Tuesday, May 27, 2014

New Jersey Bondsmen Abuses

The New Jersey State Commission of Investigation recently released a report documenting various abuses in the for-profit bail bond industry. You can read the press release to the report here: http://www.nj.gov/sci/pdf/Press/SCIPressReleaseBail.pdf.

The report is admirable, and likely very helpful to those in New Jersey seeking pretrial justice and bail reform. Even so, there are a few important things that the reader should note.

First, bail bondsmen abuses involving how they run their businesses are nothing new, and they still happen practically everywhere you go. Indeed, ever since we Americans switched from a personal surety system to a commercial surety system in about 1900, we have been steadily documenting bail bondsmen abuses. Around 1922, we saw our first exhaustive report on bail (by the highly regarded authors Roscoe Pound, Dean of Harvard Law School, and Felix Frankfurter, future U.S. Supreme Court Justice), which said that the surety system was flawed, due in great part to bondsmen abuses. Indeed, these two gentlemen called bondsmen "disreputable parasites," and advised of ways to avoid them. Since then, bondsmen abuses have led whole states to abolish the industry, and nearly every country except the United States to refuse to let them in. It has been harder in recent decades to deal with bondsmen abuses, primarily due to their partnerships with bail insurance companies and the highly paid lobbyists that they have hired to turn our attention elsewhere. The fact is that, historically speaking, bail industry abuses by themselves have been enough to eliminate bondsmen from criminal justice systems with no ill effects. Nevertheless, bondsmen abuses constitute only one of about twenty better reasons for why commercial sureties and the insurance companies who support them should be eliminated from all other justice systems. We should remember these things before we focus too hard on recommendations for reforming an industry that perhaps shouldn't even exist.

Second, the report's focus on "privately negotiated discount bail-bond deals" is misplaced. The report implies that if a judge sets a bond at, say, $10,000, and a bondsman makes a deal with a defendant to charge only, say, 1% of the amount rather than the customary 10%, then that deal somehow undermines the judge's order and endangers the public by "putting serious offenders back on the street for a few hundred dollars or less." This misunderstanding of the effects of money surrounding both judicial intent and public safety is unfortunate. Money has nothing to do with public safety, and the only way that money as a condition of release can keep people safe is when it is high enough to detain. Of course, using money to detain isn't necessarily legal, which is why the issue is more complicated than just trying to fix the bondsmen -- that's the judicial intent part. The people in New Jersey currently working on bail reform (at least those to whom I have talked) understand all of this, which is why they're crafting both constitutional and statutory provisions to allow for the fair and transparent detention of high risk defendants based on risk. Money at bail interferes with both release and detention, and fully understanding how that happens -- no matter how high or low the amounts -- is the key to bail reform in New Jersey and elsewhere.



Third, the people of New Jersey should not fall for the notion that if they simply move forward to fix bondsmen abuses, then they can achieve pretrial justice. That's simply not true. Bail reform in New Jersey involves creating an appropriate and lawful "bail/no bail" dichotomy and then adopting legal and evidence-based practices to correctly implement both bail and no bail (release and detention) using risk.
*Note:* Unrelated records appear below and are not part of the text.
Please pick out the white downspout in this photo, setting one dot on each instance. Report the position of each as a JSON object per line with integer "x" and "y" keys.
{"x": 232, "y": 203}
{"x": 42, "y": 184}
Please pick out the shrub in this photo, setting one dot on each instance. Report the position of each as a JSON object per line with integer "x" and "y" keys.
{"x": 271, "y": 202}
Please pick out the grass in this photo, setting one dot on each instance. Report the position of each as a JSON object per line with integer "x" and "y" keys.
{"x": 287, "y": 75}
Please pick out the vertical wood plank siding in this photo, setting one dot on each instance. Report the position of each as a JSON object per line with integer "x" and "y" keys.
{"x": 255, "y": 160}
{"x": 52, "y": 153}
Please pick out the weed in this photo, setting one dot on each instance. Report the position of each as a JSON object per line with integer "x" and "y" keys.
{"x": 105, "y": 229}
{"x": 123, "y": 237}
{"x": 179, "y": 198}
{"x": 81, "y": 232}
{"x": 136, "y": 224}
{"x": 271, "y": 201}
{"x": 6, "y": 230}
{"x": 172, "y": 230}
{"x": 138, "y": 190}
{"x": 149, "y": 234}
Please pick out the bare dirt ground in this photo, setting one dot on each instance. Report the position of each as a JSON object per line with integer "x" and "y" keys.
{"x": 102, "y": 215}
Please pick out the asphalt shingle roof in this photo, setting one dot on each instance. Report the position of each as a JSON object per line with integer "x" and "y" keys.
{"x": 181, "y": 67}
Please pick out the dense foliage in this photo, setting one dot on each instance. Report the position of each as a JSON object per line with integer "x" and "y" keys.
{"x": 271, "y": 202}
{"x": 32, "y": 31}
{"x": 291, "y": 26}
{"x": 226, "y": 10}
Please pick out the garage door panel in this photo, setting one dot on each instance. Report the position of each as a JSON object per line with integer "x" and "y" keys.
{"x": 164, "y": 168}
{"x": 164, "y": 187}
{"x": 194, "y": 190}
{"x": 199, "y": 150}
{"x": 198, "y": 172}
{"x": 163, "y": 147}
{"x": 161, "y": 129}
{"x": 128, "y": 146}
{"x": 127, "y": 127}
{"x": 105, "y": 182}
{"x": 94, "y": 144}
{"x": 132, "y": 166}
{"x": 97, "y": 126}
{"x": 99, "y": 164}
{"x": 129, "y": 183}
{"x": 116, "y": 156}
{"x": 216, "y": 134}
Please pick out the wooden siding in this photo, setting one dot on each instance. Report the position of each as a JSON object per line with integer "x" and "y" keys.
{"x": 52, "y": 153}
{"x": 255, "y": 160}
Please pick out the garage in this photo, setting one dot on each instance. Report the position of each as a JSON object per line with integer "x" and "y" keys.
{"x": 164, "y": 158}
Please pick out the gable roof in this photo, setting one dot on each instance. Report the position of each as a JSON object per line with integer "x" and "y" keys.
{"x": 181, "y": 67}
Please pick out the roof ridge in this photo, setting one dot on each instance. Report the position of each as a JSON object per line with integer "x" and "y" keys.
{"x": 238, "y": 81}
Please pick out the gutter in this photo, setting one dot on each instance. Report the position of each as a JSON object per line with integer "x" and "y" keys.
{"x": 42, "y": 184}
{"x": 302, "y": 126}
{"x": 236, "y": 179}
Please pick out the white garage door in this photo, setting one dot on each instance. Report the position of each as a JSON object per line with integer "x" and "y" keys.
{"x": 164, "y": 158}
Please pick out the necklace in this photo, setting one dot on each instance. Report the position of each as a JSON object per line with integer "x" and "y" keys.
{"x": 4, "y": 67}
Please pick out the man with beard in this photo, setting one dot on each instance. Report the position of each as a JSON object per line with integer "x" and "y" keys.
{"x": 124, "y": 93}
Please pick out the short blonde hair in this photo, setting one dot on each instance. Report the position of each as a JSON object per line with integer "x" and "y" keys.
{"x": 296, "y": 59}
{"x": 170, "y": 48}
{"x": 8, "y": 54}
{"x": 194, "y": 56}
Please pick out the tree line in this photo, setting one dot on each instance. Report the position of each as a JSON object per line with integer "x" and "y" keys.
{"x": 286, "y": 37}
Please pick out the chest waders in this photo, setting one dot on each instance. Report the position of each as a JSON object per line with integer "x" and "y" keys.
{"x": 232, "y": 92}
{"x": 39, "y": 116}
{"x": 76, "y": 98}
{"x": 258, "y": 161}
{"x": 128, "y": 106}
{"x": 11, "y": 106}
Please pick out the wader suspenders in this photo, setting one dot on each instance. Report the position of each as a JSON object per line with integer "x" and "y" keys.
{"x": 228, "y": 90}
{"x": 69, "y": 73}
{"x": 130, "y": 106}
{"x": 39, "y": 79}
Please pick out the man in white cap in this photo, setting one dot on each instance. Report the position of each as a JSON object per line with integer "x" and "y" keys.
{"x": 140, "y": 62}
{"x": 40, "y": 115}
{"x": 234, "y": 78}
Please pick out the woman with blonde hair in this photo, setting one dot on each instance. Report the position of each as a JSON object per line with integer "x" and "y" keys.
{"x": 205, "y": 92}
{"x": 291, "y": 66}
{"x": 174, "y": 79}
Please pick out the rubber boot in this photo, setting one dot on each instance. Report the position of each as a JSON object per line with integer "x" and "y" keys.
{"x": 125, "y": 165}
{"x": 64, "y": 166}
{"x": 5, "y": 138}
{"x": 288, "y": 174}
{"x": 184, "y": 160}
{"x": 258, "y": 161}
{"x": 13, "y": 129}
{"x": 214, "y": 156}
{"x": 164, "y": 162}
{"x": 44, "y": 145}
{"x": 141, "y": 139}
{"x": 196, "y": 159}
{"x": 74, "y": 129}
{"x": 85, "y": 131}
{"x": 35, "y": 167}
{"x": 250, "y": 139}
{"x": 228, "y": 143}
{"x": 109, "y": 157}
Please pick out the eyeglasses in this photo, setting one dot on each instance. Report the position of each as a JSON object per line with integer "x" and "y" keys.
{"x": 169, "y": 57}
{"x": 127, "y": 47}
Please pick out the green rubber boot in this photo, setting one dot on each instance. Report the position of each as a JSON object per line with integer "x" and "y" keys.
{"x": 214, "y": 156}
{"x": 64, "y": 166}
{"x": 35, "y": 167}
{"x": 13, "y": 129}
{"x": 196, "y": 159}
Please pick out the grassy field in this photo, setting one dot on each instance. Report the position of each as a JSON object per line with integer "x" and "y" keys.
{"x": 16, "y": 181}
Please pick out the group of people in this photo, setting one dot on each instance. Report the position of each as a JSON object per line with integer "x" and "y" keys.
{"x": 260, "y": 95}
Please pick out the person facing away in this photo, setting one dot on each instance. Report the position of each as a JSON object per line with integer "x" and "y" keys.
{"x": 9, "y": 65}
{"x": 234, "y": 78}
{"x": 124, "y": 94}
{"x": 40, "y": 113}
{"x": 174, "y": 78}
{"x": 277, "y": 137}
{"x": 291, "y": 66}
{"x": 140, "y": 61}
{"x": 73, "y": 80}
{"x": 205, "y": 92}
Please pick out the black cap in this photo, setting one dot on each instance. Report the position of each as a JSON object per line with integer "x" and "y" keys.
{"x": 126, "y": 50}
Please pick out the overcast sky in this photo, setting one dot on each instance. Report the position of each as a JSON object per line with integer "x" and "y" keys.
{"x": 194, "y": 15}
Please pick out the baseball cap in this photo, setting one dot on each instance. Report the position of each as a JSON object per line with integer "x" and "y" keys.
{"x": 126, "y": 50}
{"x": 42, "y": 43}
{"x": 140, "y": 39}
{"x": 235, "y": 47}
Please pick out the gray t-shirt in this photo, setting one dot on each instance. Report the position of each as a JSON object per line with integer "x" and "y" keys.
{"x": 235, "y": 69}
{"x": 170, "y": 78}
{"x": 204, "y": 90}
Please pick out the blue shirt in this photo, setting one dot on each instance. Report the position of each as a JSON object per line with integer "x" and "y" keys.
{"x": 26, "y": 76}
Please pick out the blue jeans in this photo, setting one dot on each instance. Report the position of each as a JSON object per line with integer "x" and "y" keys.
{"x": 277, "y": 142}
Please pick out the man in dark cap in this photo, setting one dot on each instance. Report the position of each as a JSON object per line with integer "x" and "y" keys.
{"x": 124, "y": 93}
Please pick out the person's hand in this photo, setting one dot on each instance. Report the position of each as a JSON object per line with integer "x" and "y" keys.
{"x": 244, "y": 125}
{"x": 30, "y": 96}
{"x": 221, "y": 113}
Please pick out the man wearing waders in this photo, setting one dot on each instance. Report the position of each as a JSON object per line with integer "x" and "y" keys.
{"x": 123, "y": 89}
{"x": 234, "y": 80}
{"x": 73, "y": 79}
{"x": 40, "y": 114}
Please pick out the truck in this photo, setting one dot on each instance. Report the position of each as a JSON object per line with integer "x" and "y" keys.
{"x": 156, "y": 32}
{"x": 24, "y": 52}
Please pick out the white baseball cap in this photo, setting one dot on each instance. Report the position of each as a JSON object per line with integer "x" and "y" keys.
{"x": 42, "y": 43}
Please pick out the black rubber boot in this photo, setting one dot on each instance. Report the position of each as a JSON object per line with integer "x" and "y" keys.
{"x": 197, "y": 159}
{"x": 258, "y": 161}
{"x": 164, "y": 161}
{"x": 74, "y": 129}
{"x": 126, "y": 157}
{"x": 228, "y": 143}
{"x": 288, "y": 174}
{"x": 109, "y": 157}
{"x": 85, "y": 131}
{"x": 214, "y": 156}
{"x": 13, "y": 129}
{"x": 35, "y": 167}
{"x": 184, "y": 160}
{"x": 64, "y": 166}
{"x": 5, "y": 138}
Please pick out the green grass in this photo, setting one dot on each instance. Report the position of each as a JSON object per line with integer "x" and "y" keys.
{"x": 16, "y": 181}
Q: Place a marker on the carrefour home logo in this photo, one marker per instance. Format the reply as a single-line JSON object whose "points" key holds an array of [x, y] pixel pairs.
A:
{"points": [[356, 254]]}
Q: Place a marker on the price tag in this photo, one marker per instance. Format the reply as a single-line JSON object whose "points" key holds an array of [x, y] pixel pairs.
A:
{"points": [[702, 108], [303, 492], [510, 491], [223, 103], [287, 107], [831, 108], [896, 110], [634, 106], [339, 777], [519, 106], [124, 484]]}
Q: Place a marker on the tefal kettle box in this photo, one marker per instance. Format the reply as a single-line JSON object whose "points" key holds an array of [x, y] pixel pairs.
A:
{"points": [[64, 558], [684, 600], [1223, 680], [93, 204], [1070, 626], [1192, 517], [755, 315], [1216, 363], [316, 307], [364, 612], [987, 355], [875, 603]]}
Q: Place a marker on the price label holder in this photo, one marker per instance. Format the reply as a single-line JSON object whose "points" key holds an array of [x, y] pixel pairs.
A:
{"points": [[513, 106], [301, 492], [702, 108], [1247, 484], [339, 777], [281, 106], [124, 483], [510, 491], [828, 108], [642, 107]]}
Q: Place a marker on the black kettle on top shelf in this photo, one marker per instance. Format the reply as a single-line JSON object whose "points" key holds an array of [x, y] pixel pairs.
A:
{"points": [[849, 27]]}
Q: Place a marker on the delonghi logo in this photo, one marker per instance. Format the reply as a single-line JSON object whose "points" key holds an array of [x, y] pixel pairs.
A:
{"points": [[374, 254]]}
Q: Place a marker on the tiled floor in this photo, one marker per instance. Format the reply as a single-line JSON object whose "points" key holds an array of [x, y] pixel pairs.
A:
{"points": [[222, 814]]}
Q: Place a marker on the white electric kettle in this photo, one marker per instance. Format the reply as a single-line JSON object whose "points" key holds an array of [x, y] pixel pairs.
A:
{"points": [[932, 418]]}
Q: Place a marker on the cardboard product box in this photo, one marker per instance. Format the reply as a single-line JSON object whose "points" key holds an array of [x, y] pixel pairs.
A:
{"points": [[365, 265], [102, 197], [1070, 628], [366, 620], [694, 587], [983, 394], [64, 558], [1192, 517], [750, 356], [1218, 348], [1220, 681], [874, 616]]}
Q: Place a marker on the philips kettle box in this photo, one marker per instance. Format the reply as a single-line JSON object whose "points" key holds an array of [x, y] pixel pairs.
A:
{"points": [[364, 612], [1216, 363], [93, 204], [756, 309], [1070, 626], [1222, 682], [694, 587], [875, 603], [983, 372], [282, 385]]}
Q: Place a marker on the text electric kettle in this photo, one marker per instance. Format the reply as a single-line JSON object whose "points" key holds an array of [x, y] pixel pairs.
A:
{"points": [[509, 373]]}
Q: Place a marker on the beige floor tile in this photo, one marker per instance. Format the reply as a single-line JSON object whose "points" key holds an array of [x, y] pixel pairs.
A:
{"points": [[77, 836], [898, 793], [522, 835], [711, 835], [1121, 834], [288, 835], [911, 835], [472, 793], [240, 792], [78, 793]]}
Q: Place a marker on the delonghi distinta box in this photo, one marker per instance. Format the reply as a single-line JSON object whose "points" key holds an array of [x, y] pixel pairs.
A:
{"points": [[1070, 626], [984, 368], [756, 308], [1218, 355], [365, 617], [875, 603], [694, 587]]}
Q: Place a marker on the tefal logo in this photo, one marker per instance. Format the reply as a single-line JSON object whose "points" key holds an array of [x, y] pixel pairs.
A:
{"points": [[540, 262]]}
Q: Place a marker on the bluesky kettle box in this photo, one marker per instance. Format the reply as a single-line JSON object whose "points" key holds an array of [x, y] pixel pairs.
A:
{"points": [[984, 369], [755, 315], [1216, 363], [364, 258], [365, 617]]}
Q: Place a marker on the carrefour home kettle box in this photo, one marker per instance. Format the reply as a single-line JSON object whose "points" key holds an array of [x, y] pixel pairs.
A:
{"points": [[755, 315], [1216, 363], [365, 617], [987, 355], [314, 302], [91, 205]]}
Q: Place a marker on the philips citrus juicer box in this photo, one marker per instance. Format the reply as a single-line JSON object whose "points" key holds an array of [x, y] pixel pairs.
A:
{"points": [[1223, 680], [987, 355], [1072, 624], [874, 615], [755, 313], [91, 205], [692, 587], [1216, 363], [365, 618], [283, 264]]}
It is quite likely that such reform will leave no place for money, let alone commercial bail bondsmen, no matter how much industry oversight is created.

I would have liked to have seen the report discuss bail as a mechanism of release, rather than money, especially since the New Jersey Supreme Court has equated the right to bail with the right to pretrial liberty. Bail reform in America means knowing certain fundamentals of bail. It means knowing how to use terms and phrases correctly. It also means understanding the pretrial research, including the research on money. And it means knowing that bondsmen abuse is just one of those things that's likely to happen -- indeed, it has always happened -- whenever you allow profit into the justice system.

Thursday, May 15, 2014

Mother Jones Bail Story

If you go to the Mother Jones website -- at http://www.motherjones.com/toc/2014/05 -- and sign up for free, you can read the new article by Shane Bauer with the semi-spoiler title of "Lobbyists, Guns, and Money: Inside the Shadowy and Very Well Connected Bail Bonds Industry."

I wrote a blog this morning with my own take on the subject, but when I re-read it, it seemed quite negative, and I'm trying to be more positive about everything -- even bail insurance lobbyists. Shoot, I did it again. Oh well, I've deleted that blog and promise to do better in the future.

You can read Shane's article and come to your own conclusions.